Enterprises can achieve certain levels of success by filling a need in the market, hiring skilled teams and utilizing cutting-edge tools and technologies. However, to set themselves apart and chart a course for long-term success, they need to address the values, beliefs and behaviors that make up organizational culture as carefully as they address business decisions. It’s culture that ultimately informs the decisions made about how a company evolves its concepts from idea to value, so when you want to make a change and grow, that’s where you need to start.
One area where culture is particularly important is the introduction of new practices and processes applied to software engineering and the role that a DevOps strategy plays within organizations. DevOps encourages a mindset of communication, collaboration, integration and automation among software developers and IT operations, so it’s more than just a new set of tools; it’s a cultural shift. This change doesn’t happen immediately or automatically, it requires deliberate steps and actions to be taken, and calculated decisions to be made.
The shift also requires commitment. A recent Gartner report, “New Insights into Success with Agile in Digital Transformation,” found that organizations must be prepared for a commitment of three or more years to ensure success when moving to a more agile development process. Teams with less than a year of experience with a new development process show a success rate of 34 percent, while that rate jumps to 64 percent with between one and three years of experience. After three years of agile experience, the success rate skyrockets to 81 percent.
New Technologies Accelerate Momentum, not Create It
Implicit in the decision to move to DevOps is the desire to develop faster. To do that, organizations often begin the process by saying to themselves, “We need to automate things.” They buy a variety of testing automation tools, production delivery tools and anything they think will make them more agile. However, if they don’t take steps to prepare the people in the organization, things can get worse, not better, because the new elements can create isolated teams centered around “campfires” where separate teams use the various new automation tools individually.

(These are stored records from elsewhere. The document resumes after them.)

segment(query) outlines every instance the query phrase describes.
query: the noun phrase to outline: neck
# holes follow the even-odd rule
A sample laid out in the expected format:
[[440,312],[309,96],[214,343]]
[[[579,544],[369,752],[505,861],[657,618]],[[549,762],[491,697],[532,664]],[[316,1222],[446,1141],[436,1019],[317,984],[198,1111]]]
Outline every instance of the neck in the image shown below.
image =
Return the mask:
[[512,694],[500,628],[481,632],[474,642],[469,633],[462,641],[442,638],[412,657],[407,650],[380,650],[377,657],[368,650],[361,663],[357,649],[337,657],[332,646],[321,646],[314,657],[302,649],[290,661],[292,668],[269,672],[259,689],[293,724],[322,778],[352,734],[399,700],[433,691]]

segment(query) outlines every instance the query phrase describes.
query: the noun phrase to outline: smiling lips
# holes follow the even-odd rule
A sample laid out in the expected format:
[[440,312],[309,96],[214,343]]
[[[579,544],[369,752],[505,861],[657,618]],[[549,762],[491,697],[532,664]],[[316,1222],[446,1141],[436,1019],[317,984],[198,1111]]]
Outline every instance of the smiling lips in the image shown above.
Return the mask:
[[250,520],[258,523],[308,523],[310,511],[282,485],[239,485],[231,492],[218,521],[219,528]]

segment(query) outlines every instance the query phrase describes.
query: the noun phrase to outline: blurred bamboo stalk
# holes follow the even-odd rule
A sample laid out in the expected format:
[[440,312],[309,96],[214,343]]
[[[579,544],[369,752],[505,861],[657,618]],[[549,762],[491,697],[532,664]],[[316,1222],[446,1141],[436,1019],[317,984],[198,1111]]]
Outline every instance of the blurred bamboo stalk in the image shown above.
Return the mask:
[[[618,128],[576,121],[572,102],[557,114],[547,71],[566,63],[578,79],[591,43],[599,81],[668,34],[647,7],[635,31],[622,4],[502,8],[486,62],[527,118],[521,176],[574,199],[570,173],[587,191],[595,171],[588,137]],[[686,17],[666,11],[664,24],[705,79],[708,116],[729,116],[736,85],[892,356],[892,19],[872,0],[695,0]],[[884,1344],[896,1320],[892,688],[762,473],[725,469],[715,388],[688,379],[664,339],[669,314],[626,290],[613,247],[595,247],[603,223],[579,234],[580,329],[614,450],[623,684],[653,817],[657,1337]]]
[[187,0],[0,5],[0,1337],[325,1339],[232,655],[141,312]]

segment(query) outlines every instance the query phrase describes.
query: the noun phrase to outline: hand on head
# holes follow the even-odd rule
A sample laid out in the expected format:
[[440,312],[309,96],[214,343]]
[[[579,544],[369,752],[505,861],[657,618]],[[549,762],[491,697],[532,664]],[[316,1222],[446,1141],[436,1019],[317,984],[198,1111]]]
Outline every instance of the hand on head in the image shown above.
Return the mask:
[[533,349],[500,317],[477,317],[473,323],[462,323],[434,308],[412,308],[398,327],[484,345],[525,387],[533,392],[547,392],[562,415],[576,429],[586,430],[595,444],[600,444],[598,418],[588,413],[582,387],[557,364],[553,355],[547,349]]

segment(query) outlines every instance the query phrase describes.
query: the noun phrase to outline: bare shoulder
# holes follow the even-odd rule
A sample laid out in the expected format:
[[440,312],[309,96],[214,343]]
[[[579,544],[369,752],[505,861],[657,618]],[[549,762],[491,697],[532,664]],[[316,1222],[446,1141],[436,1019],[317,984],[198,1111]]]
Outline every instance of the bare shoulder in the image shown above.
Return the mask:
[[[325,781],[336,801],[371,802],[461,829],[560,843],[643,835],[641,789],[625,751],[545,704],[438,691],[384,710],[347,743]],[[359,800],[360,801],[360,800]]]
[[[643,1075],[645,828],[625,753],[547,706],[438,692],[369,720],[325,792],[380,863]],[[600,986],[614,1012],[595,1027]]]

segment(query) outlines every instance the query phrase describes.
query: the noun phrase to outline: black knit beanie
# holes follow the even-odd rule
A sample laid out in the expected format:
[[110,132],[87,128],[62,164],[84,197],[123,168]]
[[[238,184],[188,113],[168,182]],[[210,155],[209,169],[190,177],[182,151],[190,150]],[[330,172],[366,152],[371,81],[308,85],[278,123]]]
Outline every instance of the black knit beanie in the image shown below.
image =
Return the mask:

When teams are undergoing transformation, we often see them go through a roller coaster of up-and-down results. This was illustrated in the DORA report, “Accelerate: State of DevOps 2018: Strategies for a New Economy.” When the transformation begins, teams quickly identify wins and automation helps lower performers improve, creating an uptick in overall performance. However, as the process moves along, automation increases test requirements, which are still dealt with manually, and a pile of technical debt blocks progress. At the same time, the mounting technical debt and increased complexities cause additional manual controls and layers of process around changes that, more often than not, slows work. Teams generally don’t see an upswing in results until putting in relentless efforts toward improvement, leveraging expertise and learning from their environments, which finally results in a jump in productivity.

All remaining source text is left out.